Applicants’, students’ and graduates’ needs drive the Community College of Baltimore County’s services
“It’s not that ‘non-traditional’ has a negative connotation for us. The term just doesn’t apply because we’re not of the same tradition,” shared Ebony Thomas-Butler, admissions coordinator at the Community College of Baltimore County (CCBC) School of Health Professions, during a recent conversation about how her college supports its diverse student population. “We’re focused on creating opportunities for all of those who are interested in higher education. Parents, grandparents, veterans, career changers — we’re here to help all students achieve success.”
As an institution that serves many of the students who the National Center for Education Statistics (NCES) would consider non-traditional, CCBC offers great insight into the three-step approach that’s needed to drive success for students from all backgrounds.
Step 1: Start before the application is complete
CCBC streamlines its admissions process because the College recognizes that those who are considering higher education already have enough on their plates before they even start the application process.
“During the months when we’re expecting the highest application volume, we sit down with students at least once a month for one hour CAS Application Workshops, sessions dedicated to walking them through the application, step by step. We go through the transcript request process. We demonstrate the application technology. We talk through common barriers that they might encounter.
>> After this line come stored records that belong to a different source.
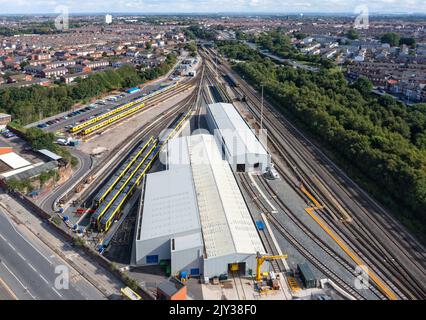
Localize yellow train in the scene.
[81,103,145,136]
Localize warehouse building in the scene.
[133,134,268,277]
[207,103,271,173]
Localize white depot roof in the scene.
[185,134,265,258]
[138,166,200,240]
[174,232,203,251]
[0,152,31,169]
[208,103,267,156]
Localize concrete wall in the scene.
[135,230,203,266]
[206,105,271,173]
[203,253,269,278]
[171,246,203,275]
[135,236,171,266]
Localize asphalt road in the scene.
[38,149,92,212]
[0,210,105,300]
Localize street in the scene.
[0,209,105,300]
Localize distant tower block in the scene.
[105,14,112,24]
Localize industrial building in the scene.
[207,103,271,173]
[133,134,268,278]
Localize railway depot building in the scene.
[207,103,271,173]
[133,134,268,278]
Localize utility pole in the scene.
[260,83,263,131]
[214,52,217,77]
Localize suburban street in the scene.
[38,149,92,212]
[0,209,111,300]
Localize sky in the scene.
[0,0,426,15]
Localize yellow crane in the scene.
[256,252,288,281]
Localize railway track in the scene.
[240,174,365,300]
[71,79,196,139]
[83,65,203,232]
[235,78,424,299]
[201,47,424,299]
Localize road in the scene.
[0,209,105,300]
[38,149,92,212]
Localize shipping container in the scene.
[297,263,317,289]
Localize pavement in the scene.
[36,149,93,213]
[0,193,125,300]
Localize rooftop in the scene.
[208,103,267,156]
[138,167,200,240]
[137,134,265,258]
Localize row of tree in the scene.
[254,29,333,68]
[0,54,176,125]
[218,42,426,240]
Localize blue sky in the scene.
[0,0,426,15]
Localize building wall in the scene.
[0,115,12,125]
[135,236,170,266]
[206,105,271,172]
[203,253,269,278]
[171,246,203,275]
[135,230,202,271]
[0,147,13,155]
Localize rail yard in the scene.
[1,44,426,300]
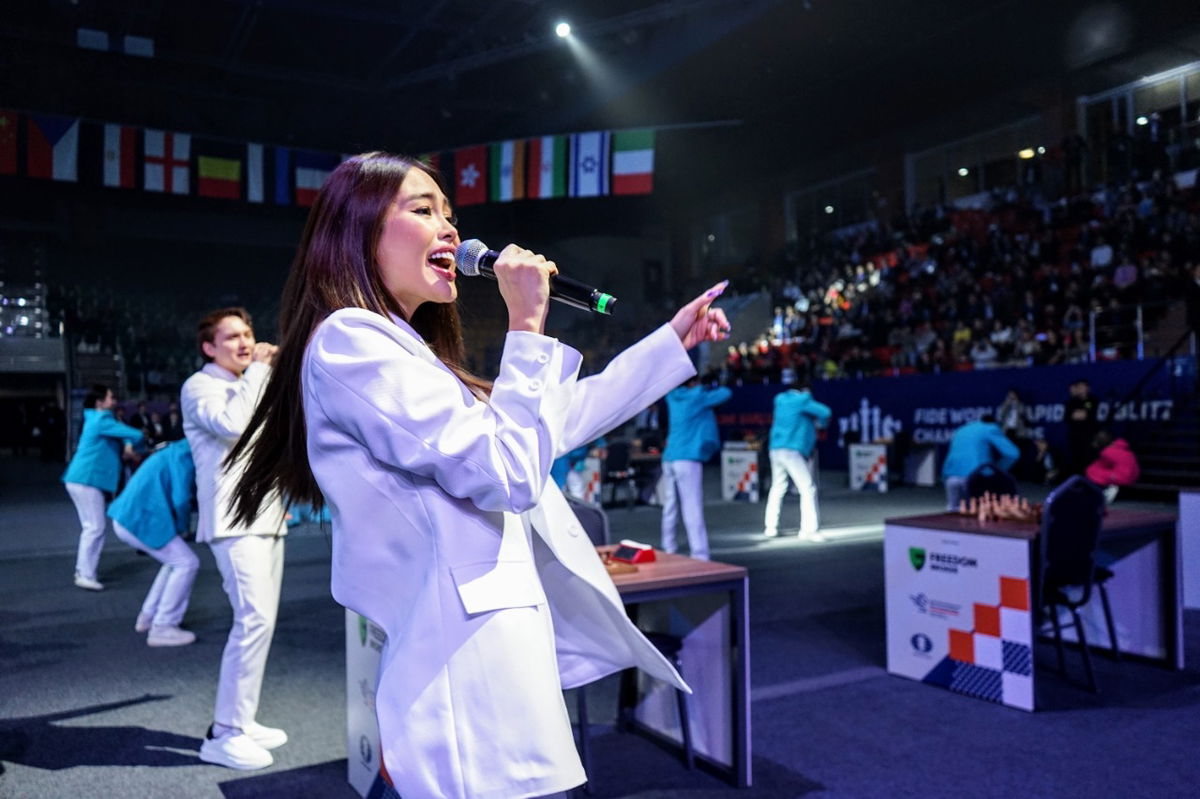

Increasing familiarity with the process and driving comfort with the technology minimizes unneeded frustration during what’s already a stressful, life-changing process,” Ebony explained.
Once prospective students are ready to apply, they’re met with a modern application experience in the form of Liaison-powered Centralized Application Services (CAS™ and UniCAS™). Regular application status updates and phone/email support along the way allow CCBC to maintain its hands-on support of applicants throughout this stage.
Step 2: Guide enrolled students to graduation
Once students have enrolled, dedicated academic advisors take over, leveraging their experience to guide students as they monitor academic success and also stay on the lookout for when life just gets in the way. “For instance, students — or their parents or their children — get sick and need breaks from academic responsibilities. Or their power gets cut off, and that adds a hurdle to completing the work required for their program,” shared Ebony. “We offer a range of services that help students manage money, learn time management and maintain overall wellness. Sometimes that looks like walking them through getting a bus pass. Other times, it looks like our formal academic development program course.”
Through grant funding, the School of Health Professions employs a project director specifically focused on driving student retention. As a part of this role, the director meets with incoming students and facilitates a “Tools for Success” course focused on personal and professional success. The course covers time management, study skills, test taking and test anxiety as well as general communication skills, and the director continues developing these skills with students during one-on-one sessions that drill down to specific academic concerns. If human services assistance is needed, the director connects students with Success Navigators, college representatives who can help overcome these personal obstacles.
Step 3: Include post-campus opportunities in the definition of “success”
Another component that sets CCBC apart: a focus on what happens after students leave the campus.
“Program directors offer networking opportunities, and we have a career services department that ensures the time and effort these students put in leads to career advancement. In fact, in addition to being attracted by the specialty programs — some of our programs are the only ones offered in Maryland — and our high first passage rates on Board and Certification exams, a main reason that students find their way to CCBC is because they want to start their career as soon as possible. They recognize that we’re here to help them achieve that goal.”
Expand your focus for greater student success
With the risk of student attrition on the rise, higher ed institutions of all types would do well to take an approach similar to CCBC’s. “It all comes down to seeing students as whole people. They’re pursuing degrees or certificates, but that’s not the only thing going on in their lives. By expanding our focus to support them earlier and later in the process, and recognizing that life is unpredictable, we can drive more student success. It benefits our academic communities and society as a whole to support success on and off campus.”